Мидара всё больше и больше распаляясь вышла из-за стола, с грохотом задвинув стул.

– Если ты мне не веришь, не веришь здравому рассудку, то проверь его на лиидо. Просмотри его. Я уверенна, что ничего не увидишь. Ни-че-го. А еще лучше, проверь Цитару, и всё сразу станет тебе ясно.

И она вышла из комнаты, хлопнув дверью.

– Ну и дела, – сказала Медовая Голова, шумно прихлебывая из дымящейся чашки и лукаво подмигивая Люнаре. – похоже этот одноухий наделал шуму. Как его имя?

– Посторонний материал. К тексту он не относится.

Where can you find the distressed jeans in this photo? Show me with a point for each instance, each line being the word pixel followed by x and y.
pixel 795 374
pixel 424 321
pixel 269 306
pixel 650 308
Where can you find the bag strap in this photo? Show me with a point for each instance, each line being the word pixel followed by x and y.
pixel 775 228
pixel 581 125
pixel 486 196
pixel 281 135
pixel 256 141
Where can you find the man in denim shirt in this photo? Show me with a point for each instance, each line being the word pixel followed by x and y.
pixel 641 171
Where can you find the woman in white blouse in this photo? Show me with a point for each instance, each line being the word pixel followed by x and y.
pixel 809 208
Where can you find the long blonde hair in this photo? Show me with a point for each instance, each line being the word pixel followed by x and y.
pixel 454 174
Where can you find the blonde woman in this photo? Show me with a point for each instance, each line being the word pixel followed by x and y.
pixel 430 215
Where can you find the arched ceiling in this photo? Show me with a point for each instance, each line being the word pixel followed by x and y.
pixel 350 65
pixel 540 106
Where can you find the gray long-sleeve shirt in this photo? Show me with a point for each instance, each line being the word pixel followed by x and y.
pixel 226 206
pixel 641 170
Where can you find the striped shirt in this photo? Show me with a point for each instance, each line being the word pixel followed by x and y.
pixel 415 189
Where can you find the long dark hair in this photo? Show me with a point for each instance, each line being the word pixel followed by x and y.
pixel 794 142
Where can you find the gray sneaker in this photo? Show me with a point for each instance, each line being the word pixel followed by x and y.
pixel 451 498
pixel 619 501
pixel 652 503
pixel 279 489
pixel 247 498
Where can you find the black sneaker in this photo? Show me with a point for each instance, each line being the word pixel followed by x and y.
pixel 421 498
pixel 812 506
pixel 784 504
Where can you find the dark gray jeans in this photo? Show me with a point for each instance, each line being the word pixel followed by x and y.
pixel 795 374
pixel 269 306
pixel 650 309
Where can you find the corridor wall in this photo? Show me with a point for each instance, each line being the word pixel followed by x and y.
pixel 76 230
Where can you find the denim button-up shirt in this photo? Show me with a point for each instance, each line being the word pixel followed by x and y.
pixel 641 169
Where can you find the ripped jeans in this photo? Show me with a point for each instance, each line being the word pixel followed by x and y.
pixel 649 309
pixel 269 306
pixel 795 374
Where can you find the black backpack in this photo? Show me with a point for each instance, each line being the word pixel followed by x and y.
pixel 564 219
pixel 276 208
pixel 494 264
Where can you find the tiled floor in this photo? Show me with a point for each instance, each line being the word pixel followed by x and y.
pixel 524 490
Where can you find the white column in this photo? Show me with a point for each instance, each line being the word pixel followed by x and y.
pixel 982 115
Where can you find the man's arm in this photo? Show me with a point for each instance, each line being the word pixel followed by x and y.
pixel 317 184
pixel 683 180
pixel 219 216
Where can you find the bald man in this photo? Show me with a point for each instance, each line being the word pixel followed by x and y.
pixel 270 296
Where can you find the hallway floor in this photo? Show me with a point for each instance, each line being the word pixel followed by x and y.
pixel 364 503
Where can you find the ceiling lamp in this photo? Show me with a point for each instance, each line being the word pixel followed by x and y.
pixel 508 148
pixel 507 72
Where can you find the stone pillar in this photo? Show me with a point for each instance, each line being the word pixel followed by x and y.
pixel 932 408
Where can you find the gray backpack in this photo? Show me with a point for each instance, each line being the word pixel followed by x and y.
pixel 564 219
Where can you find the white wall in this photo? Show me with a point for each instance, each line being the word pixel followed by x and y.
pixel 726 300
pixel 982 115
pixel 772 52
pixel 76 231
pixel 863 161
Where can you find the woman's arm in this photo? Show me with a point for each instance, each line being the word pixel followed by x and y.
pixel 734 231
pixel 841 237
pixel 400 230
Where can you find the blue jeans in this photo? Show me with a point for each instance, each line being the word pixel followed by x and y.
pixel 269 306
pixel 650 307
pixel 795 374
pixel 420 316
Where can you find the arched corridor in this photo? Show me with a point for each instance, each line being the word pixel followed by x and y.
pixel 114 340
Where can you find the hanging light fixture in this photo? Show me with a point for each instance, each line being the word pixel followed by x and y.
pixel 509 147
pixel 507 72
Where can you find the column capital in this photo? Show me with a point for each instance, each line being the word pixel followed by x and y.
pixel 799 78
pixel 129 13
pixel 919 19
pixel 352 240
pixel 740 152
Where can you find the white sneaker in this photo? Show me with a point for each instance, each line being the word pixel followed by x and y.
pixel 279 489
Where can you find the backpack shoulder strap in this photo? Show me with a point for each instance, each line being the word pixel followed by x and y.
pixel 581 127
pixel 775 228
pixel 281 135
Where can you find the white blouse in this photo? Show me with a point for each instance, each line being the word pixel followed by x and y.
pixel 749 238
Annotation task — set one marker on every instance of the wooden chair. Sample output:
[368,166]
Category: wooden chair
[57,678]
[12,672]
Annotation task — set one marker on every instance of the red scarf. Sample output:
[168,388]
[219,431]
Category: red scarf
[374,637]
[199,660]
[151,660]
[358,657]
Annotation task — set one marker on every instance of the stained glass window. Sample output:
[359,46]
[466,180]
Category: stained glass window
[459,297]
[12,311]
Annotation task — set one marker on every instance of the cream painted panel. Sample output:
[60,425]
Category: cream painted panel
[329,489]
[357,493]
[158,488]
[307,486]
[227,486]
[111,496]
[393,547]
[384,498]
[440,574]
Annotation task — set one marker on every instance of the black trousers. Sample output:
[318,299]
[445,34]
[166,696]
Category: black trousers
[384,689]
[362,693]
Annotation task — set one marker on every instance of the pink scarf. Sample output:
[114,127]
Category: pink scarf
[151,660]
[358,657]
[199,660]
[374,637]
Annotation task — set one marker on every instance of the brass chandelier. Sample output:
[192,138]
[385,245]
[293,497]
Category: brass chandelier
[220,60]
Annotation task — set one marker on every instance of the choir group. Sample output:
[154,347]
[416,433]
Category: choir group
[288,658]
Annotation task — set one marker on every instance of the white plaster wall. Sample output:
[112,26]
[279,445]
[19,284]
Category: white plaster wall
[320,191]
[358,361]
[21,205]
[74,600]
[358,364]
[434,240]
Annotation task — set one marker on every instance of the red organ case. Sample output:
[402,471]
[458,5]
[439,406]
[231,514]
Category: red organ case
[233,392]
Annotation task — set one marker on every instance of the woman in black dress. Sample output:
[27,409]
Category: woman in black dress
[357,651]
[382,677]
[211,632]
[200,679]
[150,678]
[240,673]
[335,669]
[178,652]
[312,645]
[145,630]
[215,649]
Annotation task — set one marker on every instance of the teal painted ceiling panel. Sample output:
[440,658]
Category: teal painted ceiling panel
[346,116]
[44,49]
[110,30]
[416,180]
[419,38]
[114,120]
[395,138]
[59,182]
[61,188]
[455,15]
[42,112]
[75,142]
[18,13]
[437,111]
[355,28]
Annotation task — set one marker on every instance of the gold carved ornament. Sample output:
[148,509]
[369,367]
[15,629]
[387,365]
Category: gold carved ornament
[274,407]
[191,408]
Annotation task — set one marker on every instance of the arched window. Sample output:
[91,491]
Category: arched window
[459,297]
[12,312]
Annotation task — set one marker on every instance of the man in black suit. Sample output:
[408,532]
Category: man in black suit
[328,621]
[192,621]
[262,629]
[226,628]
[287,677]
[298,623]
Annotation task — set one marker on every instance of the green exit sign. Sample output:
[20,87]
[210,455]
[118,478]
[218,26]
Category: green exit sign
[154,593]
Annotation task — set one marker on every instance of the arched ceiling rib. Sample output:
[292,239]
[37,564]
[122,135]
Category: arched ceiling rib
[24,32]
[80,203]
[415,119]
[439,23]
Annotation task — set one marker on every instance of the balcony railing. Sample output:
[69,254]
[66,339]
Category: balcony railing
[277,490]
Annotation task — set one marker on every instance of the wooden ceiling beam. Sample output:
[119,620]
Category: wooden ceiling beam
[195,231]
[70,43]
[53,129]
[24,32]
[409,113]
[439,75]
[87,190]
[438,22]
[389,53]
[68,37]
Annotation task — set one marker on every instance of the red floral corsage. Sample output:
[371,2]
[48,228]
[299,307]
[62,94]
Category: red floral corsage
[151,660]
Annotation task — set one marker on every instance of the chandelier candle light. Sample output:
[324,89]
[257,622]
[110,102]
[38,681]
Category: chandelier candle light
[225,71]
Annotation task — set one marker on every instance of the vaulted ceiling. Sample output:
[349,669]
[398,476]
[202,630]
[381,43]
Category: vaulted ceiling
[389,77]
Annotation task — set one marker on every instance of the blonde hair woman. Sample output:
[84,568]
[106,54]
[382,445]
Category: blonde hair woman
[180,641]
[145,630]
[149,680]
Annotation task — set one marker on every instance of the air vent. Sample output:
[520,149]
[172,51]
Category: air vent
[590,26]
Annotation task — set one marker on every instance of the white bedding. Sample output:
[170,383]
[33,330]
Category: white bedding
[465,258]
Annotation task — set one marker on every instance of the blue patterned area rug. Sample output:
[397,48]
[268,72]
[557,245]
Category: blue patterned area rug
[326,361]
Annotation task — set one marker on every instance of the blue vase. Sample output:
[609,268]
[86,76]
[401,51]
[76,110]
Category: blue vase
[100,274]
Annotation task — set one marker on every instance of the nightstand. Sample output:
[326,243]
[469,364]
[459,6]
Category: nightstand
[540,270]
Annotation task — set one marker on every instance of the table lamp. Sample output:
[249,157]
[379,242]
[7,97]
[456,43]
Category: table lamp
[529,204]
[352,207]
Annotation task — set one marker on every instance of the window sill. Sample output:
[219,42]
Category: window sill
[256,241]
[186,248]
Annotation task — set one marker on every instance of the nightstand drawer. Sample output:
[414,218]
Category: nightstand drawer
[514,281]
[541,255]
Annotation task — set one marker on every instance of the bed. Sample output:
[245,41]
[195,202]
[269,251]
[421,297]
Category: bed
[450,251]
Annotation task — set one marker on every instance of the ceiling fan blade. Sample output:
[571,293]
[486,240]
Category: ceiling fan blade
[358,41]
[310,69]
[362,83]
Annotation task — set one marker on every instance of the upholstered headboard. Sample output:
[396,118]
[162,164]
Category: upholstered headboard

– Молчун Лис, мама. Цитара первая его почувствовала. Вытащила его из воды. Может быть, Мидара и права, что сестра влюбилась. Но она постоянно влюбляется и никогда это не мешало ее валийским видениям. Ты же знаешь, что я тебе рассказываю. А с того момента как он здесь появился, Мидара сама не своя. Она так давно ждала хоть каких-то вестей о победоносце, так свято верила в это придание, и тут появляется этот Молчун, а она видеть в упор не хочет, что это не случайность. Может быть, он и не вернет мир в прежнее русло, но то, что он здесь не случайно – я уверенна! И я скорее проверю на лиидо саму Мидару, чем Цитару! В конце концов, родной сестре я верю больше.

Люнара раскраснелась и распереживалась, что с трудом могла усидеть на месте. Она теребила свои длинные голубые волосы и все искала глазами на чем бы остановиться, что бы ее успокоило.

Медовая Голова всё это время молча и внимательно слушая, поставила чашку на блюдце и отодвинула в сторону. Наклонилась вперед и начала говорить:

– Дорогая моя. Вы все сестры, и вы очень мне дороги. Каждая из вас. Ты только представь, как расстроится Мидара узнав, что ты проверяешь ее на лиидо. Она поймет, что ты ей не доверяешь и потеряет доверие к тебе. И между вами появится стена. Она уже начинает появляться, но в твоих силах не укреплять ее, а разрушить. Нас всех объединила одна беда. И только когда мы вместе, то можем противостоять ей. Да, Мидара – лесург, и не Мидара вовсе, но вы нарекли ее этим именем. Вы сами отдали ей имя погибшей сестры, значит, вы верите ей. Зачем из-за недомолвок, не разобравшись, всё ломать? Зачем, Люнара? Ты старшая и мудрая сестра, не делай поспешных выводов. Попробуй поговорить с Мидарой, и поговорить с Цитарой. Вы три сестры, из каких бы народов кто ни был. Не спеши, дорогая.